AI: Good data in, good data out
If you’ve ever seen an AI application driven by a Large Language Model hallucinate, you know that AI is only as good as the data it gets. The last thing you want your AI application to do is churn through thousands of records with zip codes like XXXXX or turn it loose on a database where Sales put data in one field and Service puts the same data in another field. The fewer gaps there are, the more meaningful AI’s outputs will be. You need to make sure your data is as clean as possible, which is why you need good data governance, including a full data dictionary that explains the purpose of all your fields as well as a common, consistent language to describe your terms. 

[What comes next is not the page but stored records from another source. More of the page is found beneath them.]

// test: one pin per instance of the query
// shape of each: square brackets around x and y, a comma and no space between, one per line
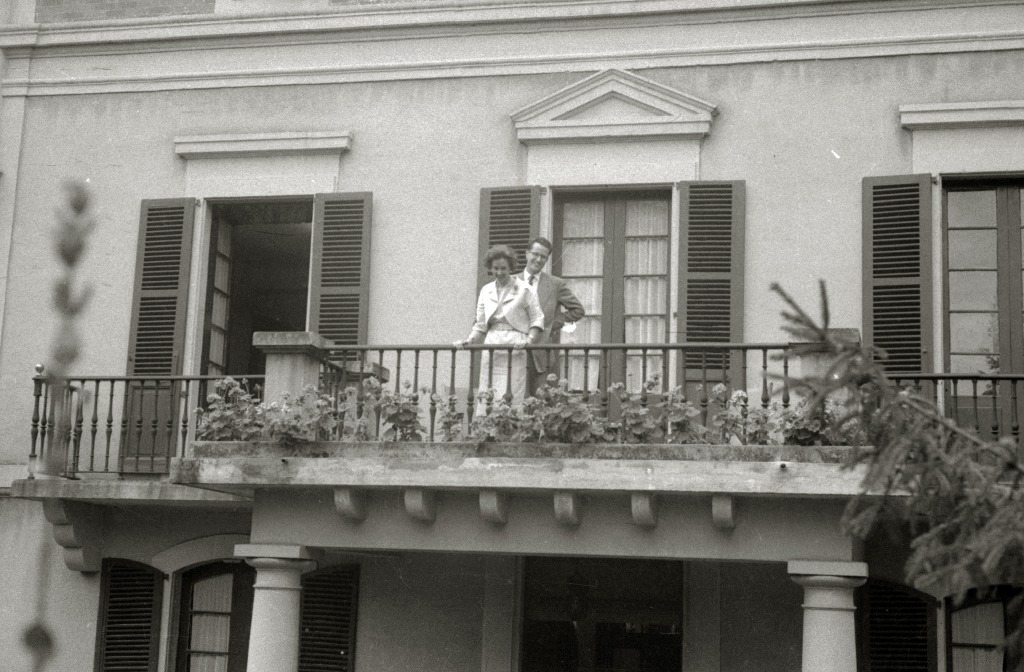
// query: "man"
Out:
[559,305]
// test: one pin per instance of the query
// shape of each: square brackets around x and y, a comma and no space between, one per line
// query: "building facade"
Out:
[335,169]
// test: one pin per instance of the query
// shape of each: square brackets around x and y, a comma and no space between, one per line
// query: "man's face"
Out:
[537,256]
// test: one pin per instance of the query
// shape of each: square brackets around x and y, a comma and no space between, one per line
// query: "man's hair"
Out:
[540,240]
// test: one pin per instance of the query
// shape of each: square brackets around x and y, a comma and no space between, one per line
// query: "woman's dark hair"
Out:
[500,252]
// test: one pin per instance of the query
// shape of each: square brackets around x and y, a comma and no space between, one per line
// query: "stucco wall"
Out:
[801,134]
[34,581]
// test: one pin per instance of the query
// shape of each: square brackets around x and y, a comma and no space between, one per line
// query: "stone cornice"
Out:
[219,51]
[962,115]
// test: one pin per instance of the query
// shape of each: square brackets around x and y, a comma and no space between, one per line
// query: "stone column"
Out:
[273,634]
[829,629]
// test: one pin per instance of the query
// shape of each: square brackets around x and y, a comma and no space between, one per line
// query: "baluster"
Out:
[94,426]
[76,436]
[508,376]
[586,373]
[995,410]
[977,415]
[469,394]
[765,396]
[643,377]
[704,387]
[185,395]
[169,448]
[37,392]
[155,424]
[605,366]
[785,379]
[1015,426]
[433,393]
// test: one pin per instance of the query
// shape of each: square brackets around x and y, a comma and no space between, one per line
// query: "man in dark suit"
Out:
[559,304]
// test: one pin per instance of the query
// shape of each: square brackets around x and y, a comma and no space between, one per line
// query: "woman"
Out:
[508,313]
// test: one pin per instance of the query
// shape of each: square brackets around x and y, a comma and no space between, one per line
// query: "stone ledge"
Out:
[139,492]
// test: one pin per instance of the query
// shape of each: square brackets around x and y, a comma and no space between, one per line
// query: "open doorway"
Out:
[258,280]
[600,615]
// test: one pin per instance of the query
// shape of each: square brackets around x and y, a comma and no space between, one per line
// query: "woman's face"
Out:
[500,269]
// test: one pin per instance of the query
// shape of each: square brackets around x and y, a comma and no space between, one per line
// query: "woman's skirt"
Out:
[496,376]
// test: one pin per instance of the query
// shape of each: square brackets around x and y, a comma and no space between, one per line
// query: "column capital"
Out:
[280,551]
[826,569]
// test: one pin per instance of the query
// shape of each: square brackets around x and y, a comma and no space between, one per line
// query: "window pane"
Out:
[971,364]
[974,332]
[584,219]
[972,249]
[588,290]
[973,290]
[210,632]
[646,295]
[583,258]
[646,256]
[647,217]
[971,208]
[981,624]
[207,663]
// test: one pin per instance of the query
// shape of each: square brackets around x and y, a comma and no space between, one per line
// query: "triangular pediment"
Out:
[613,105]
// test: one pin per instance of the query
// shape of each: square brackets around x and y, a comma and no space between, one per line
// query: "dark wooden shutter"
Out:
[508,216]
[339,284]
[128,629]
[711,265]
[161,296]
[897,271]
[898,629]
[327,621]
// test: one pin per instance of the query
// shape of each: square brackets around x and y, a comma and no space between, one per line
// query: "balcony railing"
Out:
[133,426]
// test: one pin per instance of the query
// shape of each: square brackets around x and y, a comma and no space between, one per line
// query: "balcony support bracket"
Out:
[494,506]
[77,529]
[351,503]
[567,508]
[722,511]
[421,504]
[644,507]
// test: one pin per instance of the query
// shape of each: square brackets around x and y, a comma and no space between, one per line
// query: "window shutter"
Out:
[327,630]
[339,284]
[897,275]
[900,629]
[128,629]
[508,216]
[711,264]
[161,296]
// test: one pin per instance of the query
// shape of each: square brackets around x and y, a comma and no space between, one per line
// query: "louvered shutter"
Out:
[897,274]
[327,621]
[711,265]
[128,629]
[900,629]
[508,216]
[339,284]
[161,293]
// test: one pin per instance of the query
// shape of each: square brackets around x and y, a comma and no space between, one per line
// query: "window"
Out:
[613,250]
[214,618]
[283,264]
[616,249]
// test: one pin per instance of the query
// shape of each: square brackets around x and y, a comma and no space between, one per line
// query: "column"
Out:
[273,635]
[829,629]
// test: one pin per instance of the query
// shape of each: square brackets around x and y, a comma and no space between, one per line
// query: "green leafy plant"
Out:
[231,413]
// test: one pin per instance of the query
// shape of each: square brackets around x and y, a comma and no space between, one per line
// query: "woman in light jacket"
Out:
[508,313]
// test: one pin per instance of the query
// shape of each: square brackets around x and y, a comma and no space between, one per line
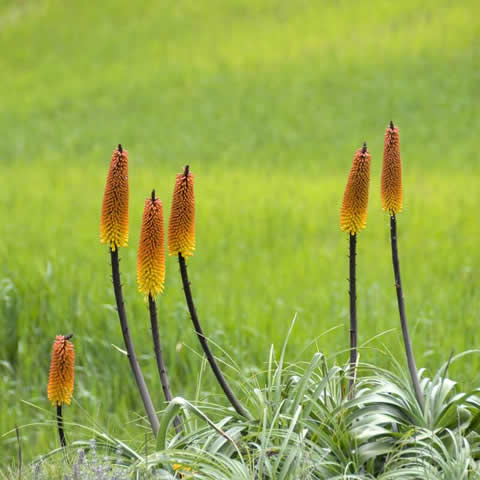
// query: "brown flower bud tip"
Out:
[353,213]
[151,251]
[181,227]
[62,371]
[391,180]
[114,218]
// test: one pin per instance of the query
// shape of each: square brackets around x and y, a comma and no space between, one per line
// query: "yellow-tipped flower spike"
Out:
[60,381]
[114,221]
[353,214]
[391,184]
[181,228]
[151,252]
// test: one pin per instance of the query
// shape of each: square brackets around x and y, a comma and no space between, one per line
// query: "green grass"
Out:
[267,102]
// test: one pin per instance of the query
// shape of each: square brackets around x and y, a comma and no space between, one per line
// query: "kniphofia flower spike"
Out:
[114,220]
[181,227]
[61,378]
[391,182]
[151,252]
[353,214]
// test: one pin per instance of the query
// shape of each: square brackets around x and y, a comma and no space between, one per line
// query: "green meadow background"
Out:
[267,102]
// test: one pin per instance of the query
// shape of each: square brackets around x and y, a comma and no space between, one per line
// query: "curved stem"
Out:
[203,341]
[403,317]
[137,373]
[353,307]
[162,369]
[61,433]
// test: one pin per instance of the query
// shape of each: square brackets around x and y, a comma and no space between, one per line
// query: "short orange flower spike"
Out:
[181,228]
[151,252]
[391,182]
[353,214]
[114,221]
[60,381]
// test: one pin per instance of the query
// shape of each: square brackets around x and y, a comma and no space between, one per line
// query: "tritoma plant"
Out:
[322,419]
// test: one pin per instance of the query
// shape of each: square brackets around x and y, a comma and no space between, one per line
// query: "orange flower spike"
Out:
[391,182]
[181,228]
[151,252]
[114,221]
[60,381]
[353,214]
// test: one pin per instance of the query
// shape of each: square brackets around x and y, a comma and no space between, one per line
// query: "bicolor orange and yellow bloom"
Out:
[151,252]
[181,227]
[391,181]
[62,371]
[353,214]
[114,220]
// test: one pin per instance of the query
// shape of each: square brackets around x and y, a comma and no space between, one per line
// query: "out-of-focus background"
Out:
[267,101]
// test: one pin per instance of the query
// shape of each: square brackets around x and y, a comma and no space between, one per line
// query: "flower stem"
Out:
[137,373]
[162,369]
[403,317]
[353,307]
[61,433]
[203,341]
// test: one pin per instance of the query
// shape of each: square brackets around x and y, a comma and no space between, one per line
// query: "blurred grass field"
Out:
[267,101]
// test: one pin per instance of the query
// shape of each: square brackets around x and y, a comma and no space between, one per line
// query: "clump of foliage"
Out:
[317,420]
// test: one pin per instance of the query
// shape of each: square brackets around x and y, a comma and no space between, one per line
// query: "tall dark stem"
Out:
[353,306]
[403,317]
[137,373]
[203,341]
[61,433]
[162,369]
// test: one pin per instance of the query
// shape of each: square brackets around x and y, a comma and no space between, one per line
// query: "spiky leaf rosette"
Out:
[62,370]
[353,214]
[181,227]
[151,252]
[391,182]
[114,220]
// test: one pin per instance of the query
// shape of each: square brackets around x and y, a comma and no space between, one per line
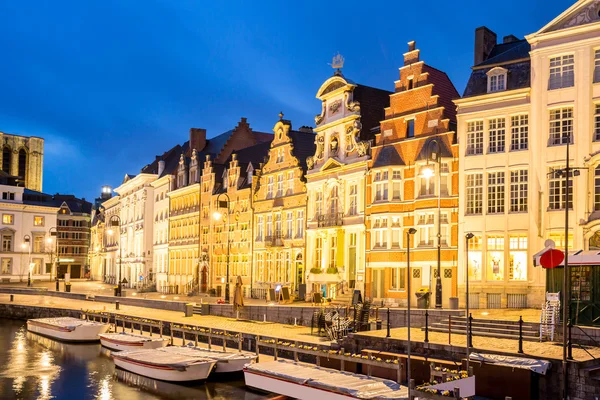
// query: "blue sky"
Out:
[111,84]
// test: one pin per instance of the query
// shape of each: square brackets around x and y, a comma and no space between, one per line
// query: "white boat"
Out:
[67,328]
[226,361]
[165,366]
[309,382]
[131,341]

I like to think of using AI as sending your data off to a large data company for reporting and analysis. With bad data and no data dictionary the AI will return bad results. But the data company has no magic wand, either. They’ll come back to you straightaway with a list of questions. Do you have your data in this format? Can you please update all these records? Are these elements part of this formula? And so on. So iron out these issues in advance if you can. 

Taking data seriously
Data is no longer a trivial thing that you collect and use haphazardly. It’s what businesses run on. There are financial and reputational implications of not getting it right, but regulatory and legal ones as well. Make sure your organization knows what data you’re collecting and why. A heightened awareness of data always pays off today and in the long term.